Kraft Liner.

Kraft liner is the warm brown paperboard you see on the outside of every large shipping carton that has ever crossed an ocean. It is the workhorse face layer of corrugated containerboard — a virgin-fibre, unbleached grade made from long-fibre softwood pulp using the kraft (sulphate) pulping process. In the middle of the family, at around 140 g/m², sits the weight that the global export-packaging industry has treated as the default outer liner for the better part of sixty years. That's the version this article is about, situated inside the canonical Kraft Liner family WPI-g-000888.
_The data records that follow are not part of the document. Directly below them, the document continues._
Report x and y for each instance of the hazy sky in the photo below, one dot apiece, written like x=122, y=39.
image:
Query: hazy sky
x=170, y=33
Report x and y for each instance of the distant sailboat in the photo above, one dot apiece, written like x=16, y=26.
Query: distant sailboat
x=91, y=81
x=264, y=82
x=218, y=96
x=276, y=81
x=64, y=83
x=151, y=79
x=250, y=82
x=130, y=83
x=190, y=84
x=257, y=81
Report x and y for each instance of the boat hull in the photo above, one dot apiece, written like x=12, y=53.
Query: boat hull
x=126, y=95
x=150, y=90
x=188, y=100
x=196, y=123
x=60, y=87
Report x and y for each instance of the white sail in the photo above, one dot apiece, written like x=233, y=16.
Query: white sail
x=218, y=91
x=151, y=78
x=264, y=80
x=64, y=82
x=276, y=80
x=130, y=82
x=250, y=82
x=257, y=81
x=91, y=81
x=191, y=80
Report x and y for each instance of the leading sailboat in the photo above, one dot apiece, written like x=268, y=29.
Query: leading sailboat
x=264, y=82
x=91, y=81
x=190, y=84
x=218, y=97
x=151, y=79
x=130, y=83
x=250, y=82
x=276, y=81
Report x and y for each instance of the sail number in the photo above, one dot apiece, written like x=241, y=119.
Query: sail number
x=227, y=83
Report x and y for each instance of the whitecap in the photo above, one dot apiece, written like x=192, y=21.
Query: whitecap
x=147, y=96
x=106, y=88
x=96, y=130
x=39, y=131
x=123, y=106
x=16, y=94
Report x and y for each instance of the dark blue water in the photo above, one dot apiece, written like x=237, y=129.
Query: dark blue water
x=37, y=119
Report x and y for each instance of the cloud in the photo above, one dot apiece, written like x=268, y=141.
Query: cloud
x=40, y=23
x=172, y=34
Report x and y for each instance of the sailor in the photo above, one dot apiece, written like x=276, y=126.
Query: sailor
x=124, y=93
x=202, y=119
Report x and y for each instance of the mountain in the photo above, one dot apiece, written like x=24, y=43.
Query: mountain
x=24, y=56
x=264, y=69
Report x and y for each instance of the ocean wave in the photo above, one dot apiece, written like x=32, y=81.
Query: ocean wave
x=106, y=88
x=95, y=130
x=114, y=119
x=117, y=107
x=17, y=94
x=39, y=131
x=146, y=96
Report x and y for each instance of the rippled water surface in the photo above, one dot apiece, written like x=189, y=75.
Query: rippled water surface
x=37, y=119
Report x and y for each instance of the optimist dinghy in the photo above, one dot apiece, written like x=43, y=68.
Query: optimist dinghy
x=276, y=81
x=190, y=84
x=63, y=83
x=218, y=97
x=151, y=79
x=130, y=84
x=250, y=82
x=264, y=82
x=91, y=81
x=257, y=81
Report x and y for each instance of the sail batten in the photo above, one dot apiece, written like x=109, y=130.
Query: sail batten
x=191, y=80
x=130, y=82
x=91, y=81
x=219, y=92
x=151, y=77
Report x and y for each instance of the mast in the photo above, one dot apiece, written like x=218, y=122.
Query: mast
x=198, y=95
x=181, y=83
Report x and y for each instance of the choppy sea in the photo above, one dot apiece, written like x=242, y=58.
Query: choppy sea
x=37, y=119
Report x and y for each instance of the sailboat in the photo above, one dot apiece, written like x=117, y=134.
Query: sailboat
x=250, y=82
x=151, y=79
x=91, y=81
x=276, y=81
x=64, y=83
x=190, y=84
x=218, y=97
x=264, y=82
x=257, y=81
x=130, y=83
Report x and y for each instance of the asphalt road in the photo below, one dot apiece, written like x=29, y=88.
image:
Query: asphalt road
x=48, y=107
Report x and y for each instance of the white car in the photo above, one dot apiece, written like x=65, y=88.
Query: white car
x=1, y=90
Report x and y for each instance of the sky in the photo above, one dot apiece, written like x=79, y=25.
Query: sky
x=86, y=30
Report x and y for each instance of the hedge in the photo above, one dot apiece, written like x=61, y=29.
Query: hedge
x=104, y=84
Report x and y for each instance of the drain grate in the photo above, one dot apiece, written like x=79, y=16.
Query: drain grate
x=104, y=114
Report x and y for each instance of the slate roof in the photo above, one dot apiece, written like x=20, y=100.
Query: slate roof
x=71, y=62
Three things distinguish kraft liner from the look-alike grades that compete with it. First: the fibre is virgin, not recycled, which preserves length and therefore strength. Second: it is unbleached, so the residual lignin in the pulp gives the sheet its characteristic warm brown tone — that colour is a by-product of the chemistry, not a dye. Third: it is specified by burst strength, not by appearance. When a buyer asks for "kraft liner 140" they are asking for a specific minimum burst index, a specific fibre provenance, and a specific compatibility with recycled inner liners and fluting. The colour is a diagnostic; the numbers are the contract.

What it's used for

The overwhelming majority of kraft liner in the world becomes the outer facing of a corrugated shipping box. In a standard double-wall construction, the outside liner is virgin kraft at 140 g/m²; the inside liner is usually testliner WPI-g-000863 at a similar weight but lower cost, made from recycled old-corrugated-carton fibre. Between the two liners runs a fluting medium WPI-g-000864 — a lightweight, corrugated sheet that provides vertical compression resistance.
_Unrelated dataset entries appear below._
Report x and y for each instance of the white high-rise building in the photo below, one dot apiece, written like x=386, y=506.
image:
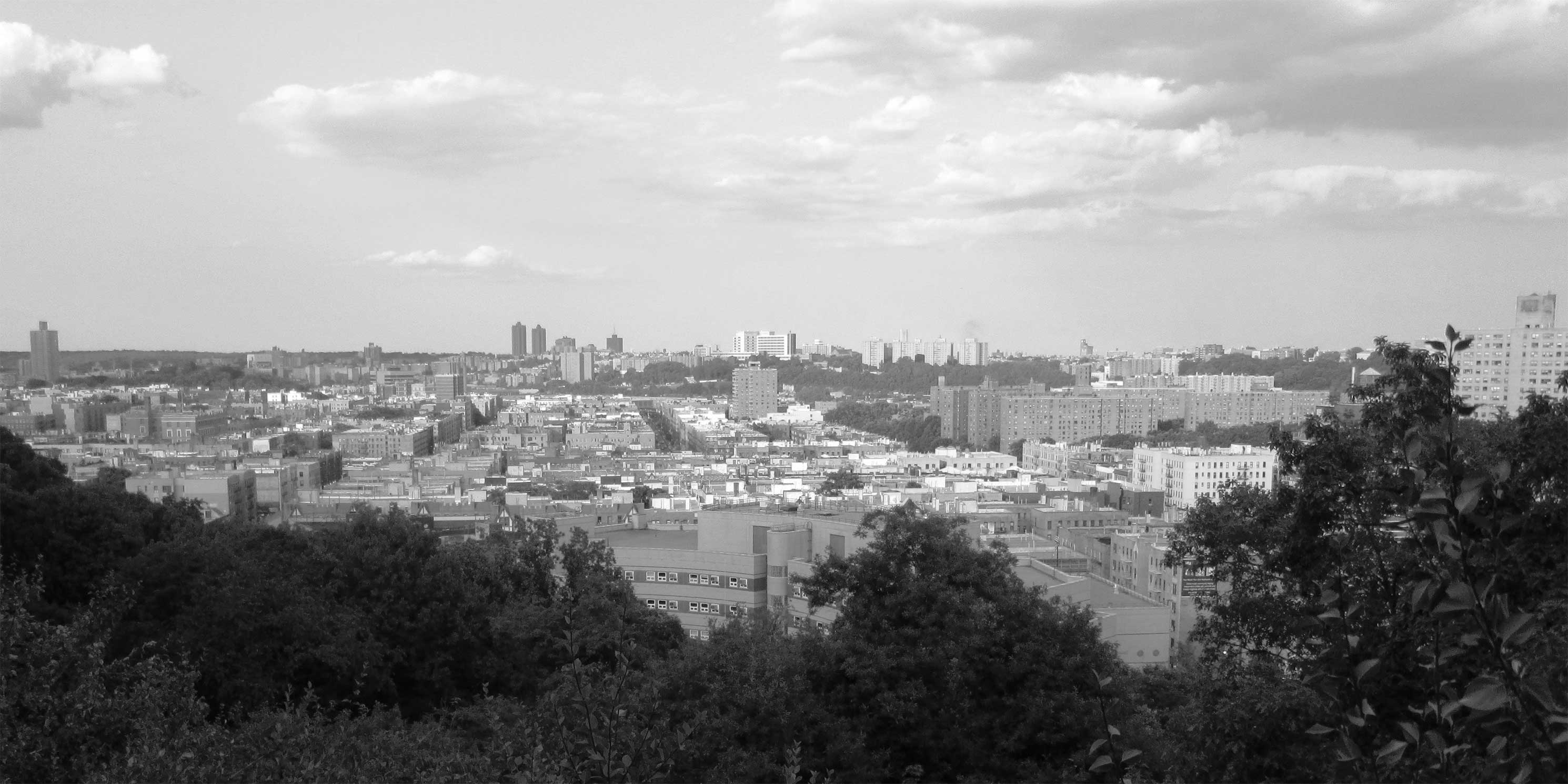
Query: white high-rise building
x=1188, y=474
x=744, y=343
x=874, y=353
x=937, y=352
x=1503, y=367
x=764, y=343
x=973, y=352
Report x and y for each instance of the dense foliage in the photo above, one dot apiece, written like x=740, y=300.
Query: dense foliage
x=1393, y=612
x=911, y=426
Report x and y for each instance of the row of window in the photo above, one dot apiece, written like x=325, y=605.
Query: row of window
x=690, y=579
x=735, y=610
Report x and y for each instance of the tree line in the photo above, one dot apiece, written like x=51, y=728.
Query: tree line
x=1393, y=612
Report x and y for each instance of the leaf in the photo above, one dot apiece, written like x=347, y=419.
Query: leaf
x=1412, y=733
x=1514, y=625
x=1485, y=693
x=1391, y=751
x=1366, y=667
x=1457, y=599
x=1348, y=750
x=1525, y=773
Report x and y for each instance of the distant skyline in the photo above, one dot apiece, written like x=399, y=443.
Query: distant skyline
x=226, y=178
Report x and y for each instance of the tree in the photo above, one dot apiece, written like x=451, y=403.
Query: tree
x=838, y=482
x=1412, y=570
x=951, y=662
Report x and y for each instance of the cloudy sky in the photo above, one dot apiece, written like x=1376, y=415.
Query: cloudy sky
x=1143, y=173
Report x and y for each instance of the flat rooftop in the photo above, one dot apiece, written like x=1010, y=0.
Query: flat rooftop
x=650, y=540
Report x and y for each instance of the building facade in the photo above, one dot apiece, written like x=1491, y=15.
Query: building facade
x=755, y=393
x=576, y=366
x=43, y=361
x=1504, y=367
x=1186, y=474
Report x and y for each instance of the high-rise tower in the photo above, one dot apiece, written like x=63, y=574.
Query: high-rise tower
x=519, y=339
x=44, y=359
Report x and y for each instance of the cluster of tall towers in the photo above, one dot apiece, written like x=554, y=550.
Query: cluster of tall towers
x=535, y=341
x=521, y=343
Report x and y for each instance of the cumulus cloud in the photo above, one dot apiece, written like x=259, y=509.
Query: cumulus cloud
x=38, y=73
x=480, y=263
x=1028, y=222
x=1013, y=170
x=901, y=117
x=794, y=153
x=441, y=123
x=1372, y=190
x=1440, y=69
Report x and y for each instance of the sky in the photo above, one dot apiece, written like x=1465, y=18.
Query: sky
x=1137, y=173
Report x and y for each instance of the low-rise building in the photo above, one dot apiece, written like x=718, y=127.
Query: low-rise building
x=222, y=493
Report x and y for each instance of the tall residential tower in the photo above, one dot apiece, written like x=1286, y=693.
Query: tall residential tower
x=44, y=361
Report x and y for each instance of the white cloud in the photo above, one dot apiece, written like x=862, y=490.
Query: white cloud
x=1106, y=96
x=1492, y=73
x=1375, y=190
x=1082, y=159
x=794, y=153
x=441, y=123
x=480, y=263
x=901, y=117
x=1028, y=222
x=38, y=73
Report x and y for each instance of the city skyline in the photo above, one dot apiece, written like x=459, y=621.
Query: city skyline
x=998, y=183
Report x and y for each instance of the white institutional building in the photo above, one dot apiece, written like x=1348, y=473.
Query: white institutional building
x=1504, y=366
x=1188, y=474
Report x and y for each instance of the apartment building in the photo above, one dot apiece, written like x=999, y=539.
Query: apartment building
x=1503, y=367
x=1067, y=419
x=43, y=361
x=222, y=493
x=192, y=426
x=576, y=366
x=755, y=393
x=380, y=443
x=1186, y=474
x=973, y=352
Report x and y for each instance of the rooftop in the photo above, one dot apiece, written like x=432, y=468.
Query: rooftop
x=650, y=538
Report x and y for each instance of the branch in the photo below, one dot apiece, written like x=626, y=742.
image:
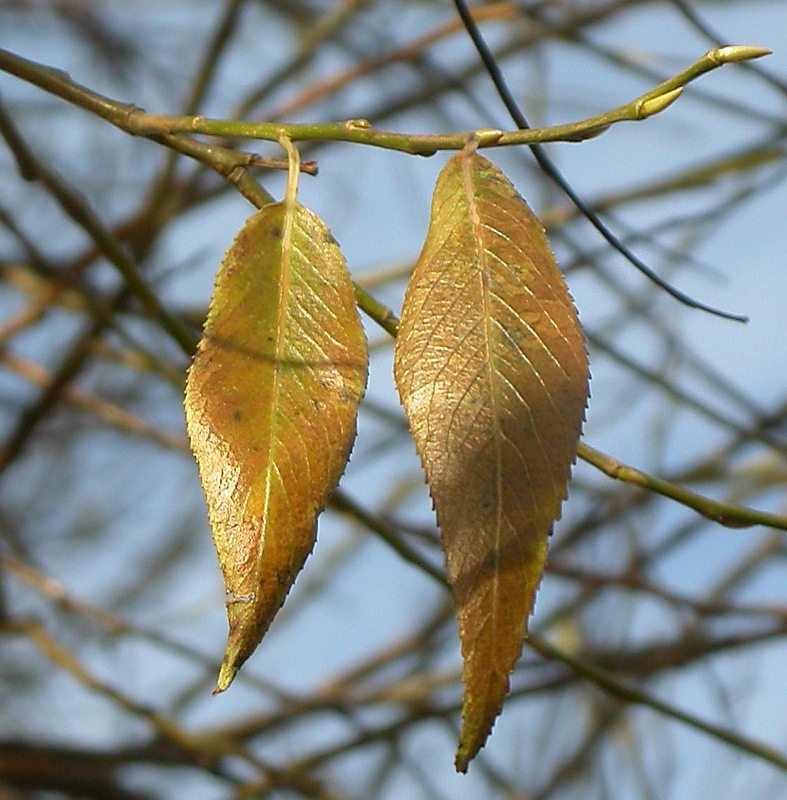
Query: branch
x=359, y=131
x=727, y=514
That sandwich is the physical object behind nearly every e-commerce parcel you have ever received, every wine case that survives a pallet drop, every banana box shipped refrigerated from Ecuador to Rotterdam. Fast-moving consumer goods run the same construction with lighter liners. Export-grade shipping boxes — the category that has to tolerate humidity, rough handling, and month-long voyages — typically step up to heavier kraft liner on both faces (170 or 200 g/m²) and a stronger fluting.

Outside corrugated, 140 GSM kraft liner shows up as heavy-duty wrapping — reams of it roll off a mill straight into rolls used for pallet wrapping, industrial interleaving, and protective layer paper in steel coil or automotive parts shipments. It is the base sheet for many printed fast-food takeout bags (though retail shopping bags usually run heavier). It appears as the outer layer of multi-wall kraft sacks for cement, flour, and pet food, though those sacks are typically built around a stronger and lighter extensible kraft WPI-g-000018 and use the liner-weight sheet as a reinforcing outer ply rather than a primary structural layer.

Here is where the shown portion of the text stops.